You will first set up a spreadsheet which ignores the possibility of well failure. Hence,
there are five uncertainities to take care of:

       1. Total well cost: This is distributed normally with a mean of $160,000. There
          is a 95% chance that the cost is within $5,400 of this quantity, assuming
          normal distribution.
       2. First year production: This is lognormal with a mean of 33 million cft, and a
          standard deviation of 4.93 million cft.
       3. BTU content: Triangular, with minimum 1055, mode 1160 and maximum
          1250.
       4. Production decline rate: The production decline rate is different each year.
          For every year, the decline is obtained by multiplying the decline percentage
          with a random variable having a triangular distribution. The distribution has
          minimum 0.5, mode 1.0 and maximum 1.75.
       5. Annual inflation: This also changes every year. You may use the data in
          Exhibit 4 in any reasonable way to model the annual inflation. One
          recommended strategy is the following: For each year, the inflation is chosen
          uniformly at random from the inflation over the past 25 years (1963-1987).
          The CB.custom function of Crystal Ball can help you model this. Please
          clearly mention how you are modelling annual inflation in your simulation.

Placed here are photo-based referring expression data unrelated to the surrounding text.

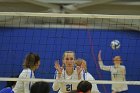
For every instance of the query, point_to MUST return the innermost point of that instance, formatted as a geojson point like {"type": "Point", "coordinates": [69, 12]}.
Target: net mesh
{"type": "Point", "coordinates": [50, 35]}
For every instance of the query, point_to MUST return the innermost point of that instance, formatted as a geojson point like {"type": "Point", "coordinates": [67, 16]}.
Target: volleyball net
{"type": "Point", "coordinates": [51, 34]}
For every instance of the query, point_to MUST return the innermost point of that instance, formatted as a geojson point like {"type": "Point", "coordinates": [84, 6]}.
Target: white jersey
{"type": "Point", "coordinates": [24, 87]}
{"type": "Point", "coordinates": [116, 75]}
{"type": "Point", "coordinates": [64, 87]}
{"type": "Point", "coordinates": [88, 76]}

Next, we want to obtain an idea of the situation when the above five variables are set at
their 1-in-100 worst levels. An easy way to compute 1-in-100 worst levels for the first
four distributions is as follows. Suppose we want the 99% level of the total well cost. We
select the “Define Assumption” button of Crystal Ball with the cursor on this cell, and
click “Parms”, followed by “Custom”. Change the second parameter to 99%ile, and click
OK. This shows you the 99% value of the distribution, which you can then copy. Note
that for inflation, our 1-in-100 worst case is when the inflation is at the 1% level of its
distribution, since higher inflation helps us with higher revenue. For the other variables, it
is fairly obvious what the 1-in-100 worst case corresponds to.

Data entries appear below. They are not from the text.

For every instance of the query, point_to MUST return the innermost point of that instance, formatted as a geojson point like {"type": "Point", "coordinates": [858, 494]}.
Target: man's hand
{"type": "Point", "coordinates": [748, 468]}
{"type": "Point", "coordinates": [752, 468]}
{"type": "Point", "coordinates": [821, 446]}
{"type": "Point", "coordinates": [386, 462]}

Finally, we factor in the 1-in-10 failure probability of the well. If the well fails, we shut it
down in year zero, and we do not need to look at the rest of the sheet. However, the Excel
IRR function fails to handle this case. Hence when we incorporate the 1-in-10 failure
chance, we will only focus on NPV.

When the well fails entirely, the accounting changes in a few ways. We depreciate the
entire well in year zero itself; that is, year zero depreciation equals well cost if it fails.
Secondly, if the well fails, the NPV is just the year zero cash flow.

CrystalBall settings:

Recommended settings for CrystalBall:
   1. Max. number of trials: 1000.
   2. Stop on Calculation errors: No. (Uncheck).
   3. Sampling method: Monte Carlo.
   4. Use same sequence of random numbers: Yes. (Check.) Seed = 1234.

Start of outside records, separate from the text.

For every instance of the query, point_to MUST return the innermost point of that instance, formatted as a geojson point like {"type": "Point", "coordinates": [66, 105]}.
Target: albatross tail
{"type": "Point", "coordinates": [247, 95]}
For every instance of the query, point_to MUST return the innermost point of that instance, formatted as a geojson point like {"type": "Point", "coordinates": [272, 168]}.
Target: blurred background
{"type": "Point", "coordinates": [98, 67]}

With this information, you should be ready to answer the case questions below.

Case write-up:
The following are some questions to guide you in preparing your case summary. In
addition, a general analysis, recommendations and other original insights should be
included in your summary, and your grade will be based on both components. The total
length of your summary (excluding attachments such as your models and graphs) should
not exceed three pages.

   1. Compare the base case with the two alternative down-side scenarios: Total failure
      of the well, and success but all factors at their 1-in-100 worst level. Is the
      investment economically attractive?
   2. For this question, we ignore the possibility of the well failing. Run a simulation to
      see what the probabilities are of meeting the three targets: Payback in 42 months
      or less, at least 25% cash flow IRR, and at least 15% PBT IRR. Based on these
      probabilities, is the investment viable?
   3. We now incorporate a 10% probability that the well fails, and look at NPV for the
      analysis. What is the average NPV? Assuming that the well succeeds, what is the
      lowest expected NPV? Is the investment viable?